Grok parsing pattern for CloudWatch logs

Hi,

Did anyone tried to parse cloudwatch logs with GROK pattern. I’m trying to parse my index, application, search logs however failing to do so especially for json data in source attribute .

Can you help me with it?

[2022-05-15T05:22:52,435][TRACE][index.indexing.slowlog.index] [4388a5411b6eabcac004fa2c8acca911] [sys_abc-mw-svcs_prd-20220515-000221/ABCsg8_pREa7L49RY3ct3g] took[1.4s], took_millis[1485], type[_doc], id[qnabc4ABmr-WAurf3RUy], routing[], source[{“className”:“com.syf.mw.makepayment.dao.MakePaymentDao”,“app_id”:“abcdddc-0771-4d0a-bd40-14f8b30e0e44”,“source_type”:“APP/PROC/WEB”,“logLevel”:“INFO”,“system”:{“syslog”:{“version”:“1”}},“unknown_stg”:"[APP/PROC/WEB/4]",“space_name”:“ABC-MW-SVCS”,"proces]

Hi @Santu

Thanks for reaching out!

This a little bit outta of my realm of understanding, however I do want to make sure you get the support needed here.
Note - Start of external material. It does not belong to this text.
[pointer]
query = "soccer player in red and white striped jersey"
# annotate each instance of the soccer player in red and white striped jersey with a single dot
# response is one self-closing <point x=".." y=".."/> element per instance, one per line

I have gone ahead a looped in the Log Engineering team as they will have a better understanding here. Please note they will reach out here with their findings!

Please feel free to reach out with any questions or updates you may have!

Thank you @dcody . so far I could come up with below pattern and as you see the last source section where I’m struglling

GROK Pattern:

%{TIMESTAMP_ISO8601:time}\]\[%{WORD:loglevel}\]\[%{WORD:logname}\.%{WORD:logname}\.%{WORD:logname}\.%{WORD:logname}\] \[%{NOTSPACE:key}\] \[%{NOTSPACE:source}\] took\[%{NOTSPACE:took_seconds}\], took_millis\[%{NOTSPACE:took_millis}\], type\[%{NOTSPACE:type}\], id\[%{NOTSPACE:id}\], routing\[\], source\[%{NOTSPACE:source}\]

Output:

{
  "time": [
    [
      "2022-05-15T05:22:52,435"
    ]
  ],
  "YEAR": [
    [
      "2022"
    ]
  ],
  "MONTHNUM": [
    [
      "05"
    ]
  ],
  "MONTHDAY": [
    [
      "15"
    ]
  ],
  "HOUR": [
    [
      "05",
      null
    ]
  ],
  "MINUTE": [
    [
      "22",
      null
    ]
  ],
  "SECOND": [
    [
      "52,435"
    ]
  ],
  "ISO8601_TIMEZONE": [
    [
      null
    ]
  ],
  "loglevel": [
    [
      "TRACE"
    ]
  ],
  "logname": [
    [
      "index",
      "indexing",
      "slowlog",
      "index"
    ]
  ],
  "key": [
    [
      "4388a5411b6eabcac004fa2c8acca911"
    ]
  ],
  "source": [
    [
      "sys_abc-mw-svcs_prd-20220515-000221/ABCsg8_pREa7L49RY3ct3g",
      "{“className”:“com.syf.mw.makepayment.dao.MakePaymentDao”,“app_id”:“abcdddc-0771-4d0a-bd40-14f8b30e0e44”,“source_type”:“APP/PROC/WEB”,“logLevel”:“INFO”,“system”:{“syslog”:{“version”:“1”}},“unknown_stg”:"[APP/PROC/WEB/4]",“space_name”:“ABC-MW-SVCS”,"proces"
    ]
  ],
  "took_seconds": [
    [
      "1.4s"
    ]
  ],
  "took_millis": [
    [
      "1485"
    ]
  ],
  "type": [
    [
      "_doc"
    ]
  ],
  "id": [
    [
      "qnabc4ABmr-WAurf3RUy"
    ]
  ]
}

Hey @Santu,

This is a bit of a difficult one to solve. As long as the structure of the log doesn’t change much, you can use this to parse out all of the attributes:

%{TIMESTAMP_ISO8601:time}\]\[%{WORD:loglevel}\]\[%{WORD:logname}\.%{WORD:logname}\.%{WORD:logname}\.%{WORD:logname}\] \[%{NOTSPACE:key}\] \[%{NOTSPACE:source}\] took\[%{NOTSPACE:took_seconds}\], took_millis\[%{NOTSPACE:took_millis}\], type\[%{NOTSPACE:type}\], id\[%{NOTSPACE:id}\], routing\[\], source%{NOTSPACE}className\"\:\"%{DATA:className}\"%{NOTSPACE}app_id\"\:\"%{DATA:app_id}\"%{NOTSPACE}source_type\"\:\"%{DATA:source_type}\"%{NOTSPACE}logLevel\"\:\"%{DATA:logLevel}\"%{NOTSPACE}version\"\:\"%{DATA:systemSyslogVersion}\"%{NOTSPACE}unknown_stg\"\:\"%{DATA:unknown_stg}\"%{NOTSPACE}space_name\"\:\"%{DATA:space_name}\"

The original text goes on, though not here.